When we were 11, I remember my coach, an ex-marine, telling us that if we were injured enough to cause a stoppage of play, then we better require a stretcher and hospital visit. I have never caused an injury stoppage of play. This is the hockey culture that I was raised in. This is the toughness that I love. Toughness is one of the things that makes hockey so great. It is the ‘team above self’ attitude, and it has helped me push through a lot of adversity in my life.
When it comes to mental health, however, the hockey model doesn’t work, and it can be hard to make the two worlds harmonize. When you strive so often to push yourself through pain and ‘suck-it-up’ in solitude, it becomes really difficult to open up about needing help. Hockey wasn’t always an environment where I could be open about my depression (even with myself) and it contributed to my delay in getting help for a long time.
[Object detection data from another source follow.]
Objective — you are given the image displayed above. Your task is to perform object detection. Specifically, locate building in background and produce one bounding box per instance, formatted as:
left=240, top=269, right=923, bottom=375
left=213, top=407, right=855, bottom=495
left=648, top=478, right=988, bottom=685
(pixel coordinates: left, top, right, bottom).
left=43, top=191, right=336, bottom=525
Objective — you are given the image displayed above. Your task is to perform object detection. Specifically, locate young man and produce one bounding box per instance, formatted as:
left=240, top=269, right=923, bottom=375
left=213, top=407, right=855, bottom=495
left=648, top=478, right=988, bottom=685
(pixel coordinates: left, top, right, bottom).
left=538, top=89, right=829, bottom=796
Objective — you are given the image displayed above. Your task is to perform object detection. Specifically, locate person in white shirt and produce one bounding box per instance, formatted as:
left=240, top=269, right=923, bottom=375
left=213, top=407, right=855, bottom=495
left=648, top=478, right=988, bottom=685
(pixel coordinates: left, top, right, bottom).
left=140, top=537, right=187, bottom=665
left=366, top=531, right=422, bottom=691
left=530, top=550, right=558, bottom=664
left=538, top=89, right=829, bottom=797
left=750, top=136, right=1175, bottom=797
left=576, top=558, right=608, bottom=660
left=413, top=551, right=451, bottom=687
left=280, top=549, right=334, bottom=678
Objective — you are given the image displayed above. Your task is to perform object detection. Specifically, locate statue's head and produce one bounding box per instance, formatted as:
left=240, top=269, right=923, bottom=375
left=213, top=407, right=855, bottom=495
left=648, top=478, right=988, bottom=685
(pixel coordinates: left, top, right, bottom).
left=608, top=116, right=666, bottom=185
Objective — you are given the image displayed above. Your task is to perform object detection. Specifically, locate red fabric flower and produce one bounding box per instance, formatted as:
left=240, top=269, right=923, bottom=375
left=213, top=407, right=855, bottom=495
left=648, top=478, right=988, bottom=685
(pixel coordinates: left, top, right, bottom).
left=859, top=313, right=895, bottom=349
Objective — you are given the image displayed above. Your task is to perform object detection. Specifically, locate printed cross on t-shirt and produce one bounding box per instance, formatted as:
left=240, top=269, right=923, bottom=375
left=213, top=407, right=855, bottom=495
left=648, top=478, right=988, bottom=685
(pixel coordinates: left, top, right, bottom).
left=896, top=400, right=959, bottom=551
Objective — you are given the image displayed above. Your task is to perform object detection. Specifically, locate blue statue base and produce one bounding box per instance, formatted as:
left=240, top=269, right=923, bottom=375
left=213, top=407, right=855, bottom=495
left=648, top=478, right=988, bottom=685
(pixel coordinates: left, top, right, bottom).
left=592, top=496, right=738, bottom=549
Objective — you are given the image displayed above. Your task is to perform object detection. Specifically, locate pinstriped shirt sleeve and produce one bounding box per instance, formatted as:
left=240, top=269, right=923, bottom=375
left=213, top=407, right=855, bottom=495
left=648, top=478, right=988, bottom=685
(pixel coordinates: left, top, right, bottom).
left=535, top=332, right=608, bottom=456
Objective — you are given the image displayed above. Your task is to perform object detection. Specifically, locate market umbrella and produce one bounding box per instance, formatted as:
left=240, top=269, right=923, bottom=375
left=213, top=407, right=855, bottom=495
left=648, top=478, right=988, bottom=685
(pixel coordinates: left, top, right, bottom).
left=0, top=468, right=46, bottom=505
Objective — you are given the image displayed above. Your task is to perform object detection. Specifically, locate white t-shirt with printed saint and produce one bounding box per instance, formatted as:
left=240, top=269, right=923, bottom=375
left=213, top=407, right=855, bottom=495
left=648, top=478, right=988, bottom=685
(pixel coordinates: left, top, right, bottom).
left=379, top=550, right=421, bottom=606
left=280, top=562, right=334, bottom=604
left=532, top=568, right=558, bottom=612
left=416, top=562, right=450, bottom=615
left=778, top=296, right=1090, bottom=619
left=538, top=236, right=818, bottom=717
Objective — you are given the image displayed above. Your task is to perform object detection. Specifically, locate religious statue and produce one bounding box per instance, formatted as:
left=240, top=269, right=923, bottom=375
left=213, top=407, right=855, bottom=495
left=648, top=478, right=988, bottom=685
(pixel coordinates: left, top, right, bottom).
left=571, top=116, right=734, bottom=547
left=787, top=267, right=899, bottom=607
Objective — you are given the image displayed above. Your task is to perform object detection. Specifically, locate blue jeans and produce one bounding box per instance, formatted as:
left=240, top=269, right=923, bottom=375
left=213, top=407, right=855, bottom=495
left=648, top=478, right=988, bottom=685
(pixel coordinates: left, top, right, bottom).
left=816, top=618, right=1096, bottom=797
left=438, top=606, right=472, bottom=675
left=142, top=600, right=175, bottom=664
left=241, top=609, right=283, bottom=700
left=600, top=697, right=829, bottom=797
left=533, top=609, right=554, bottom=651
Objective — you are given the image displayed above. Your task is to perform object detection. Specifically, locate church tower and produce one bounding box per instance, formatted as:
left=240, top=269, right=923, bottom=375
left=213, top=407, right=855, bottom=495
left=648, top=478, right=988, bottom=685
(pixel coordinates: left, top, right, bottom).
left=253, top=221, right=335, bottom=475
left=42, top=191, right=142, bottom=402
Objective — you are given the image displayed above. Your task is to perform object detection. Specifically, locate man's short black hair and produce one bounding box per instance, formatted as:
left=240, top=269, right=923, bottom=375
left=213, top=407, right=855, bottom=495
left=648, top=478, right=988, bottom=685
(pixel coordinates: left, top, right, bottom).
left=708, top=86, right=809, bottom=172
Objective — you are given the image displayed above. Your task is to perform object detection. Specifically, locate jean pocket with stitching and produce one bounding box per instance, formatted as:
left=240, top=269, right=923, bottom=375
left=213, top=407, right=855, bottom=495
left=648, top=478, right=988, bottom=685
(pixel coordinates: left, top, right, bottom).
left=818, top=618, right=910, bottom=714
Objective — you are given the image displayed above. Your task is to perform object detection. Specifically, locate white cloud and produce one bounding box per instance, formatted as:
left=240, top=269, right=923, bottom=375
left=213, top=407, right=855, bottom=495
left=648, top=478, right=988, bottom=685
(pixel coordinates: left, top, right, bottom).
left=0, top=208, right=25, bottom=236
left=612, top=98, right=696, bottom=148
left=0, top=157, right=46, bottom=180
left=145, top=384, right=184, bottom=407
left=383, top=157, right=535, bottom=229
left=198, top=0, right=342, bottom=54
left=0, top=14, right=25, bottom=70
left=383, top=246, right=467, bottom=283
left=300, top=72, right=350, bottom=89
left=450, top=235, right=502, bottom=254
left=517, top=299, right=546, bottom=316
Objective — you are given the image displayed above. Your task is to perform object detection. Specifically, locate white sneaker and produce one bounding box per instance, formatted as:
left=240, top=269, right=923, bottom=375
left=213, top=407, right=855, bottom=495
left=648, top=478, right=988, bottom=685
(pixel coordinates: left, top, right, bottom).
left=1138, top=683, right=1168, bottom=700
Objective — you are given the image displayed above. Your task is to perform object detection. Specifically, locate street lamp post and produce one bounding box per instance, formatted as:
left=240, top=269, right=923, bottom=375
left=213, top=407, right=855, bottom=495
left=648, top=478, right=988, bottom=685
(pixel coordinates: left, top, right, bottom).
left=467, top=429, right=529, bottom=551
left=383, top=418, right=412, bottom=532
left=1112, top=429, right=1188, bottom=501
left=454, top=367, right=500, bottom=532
Hockey taught me to push through things. For the most part, that served me well. I got through four years of Division I hockey while completing an academic program with a > 50% drop out rate each year. I walked away with an Ivy League Engineering degree and a work ethic that has served me ever since. My college experience required an absurd amount of perseverance but my challenge was exacerbated because it was interwoven with a backdrop of insomnia and depression. The challenges posed by my mental health might have been made easier to combat if I didn’t feel obligated to lie and say I was just tired, when in reality, I wasn’t okay. Toughness and a fear of weakness can manifest in the same way, but they are not the same thing. I don’t know how we remedy that mindset – but I do think we need to talk about it more. I’m happy to see NHL players coming forward about mental health, even if only in the specific frame of concussion recovery.
The hockey community is also where I have found my best friends. The kind of friends that you wonder how you aren’t actually family. In my time with the Calgary Inferno, they have been thoughtful and supportive through dark times. In return, I try to be the kind of teammate that finds compassion and kindness instead of judgement. Someone who gives the people around them the benefit of the doubt that they might be having a harder day than they let on. I believe more of this approach to team culture would be a good step in the right direction for the hockey community, and it doesn’t mean we have to sacrifice our toughness.
I’m excited to be a part of the CMHA Ride Don’t Hide Event and to have my team with me as co-ambassadors. The Calgary Inferno have worn special Do It for Daron purple jerseys and advocated for youth mental health the past several seasons. We have had player-mentors in local schools starting dialogues with kids about mental wellness. I am proud that every year when we wear those purples jerseys we might remind someone out there that it’s okay to not be okay.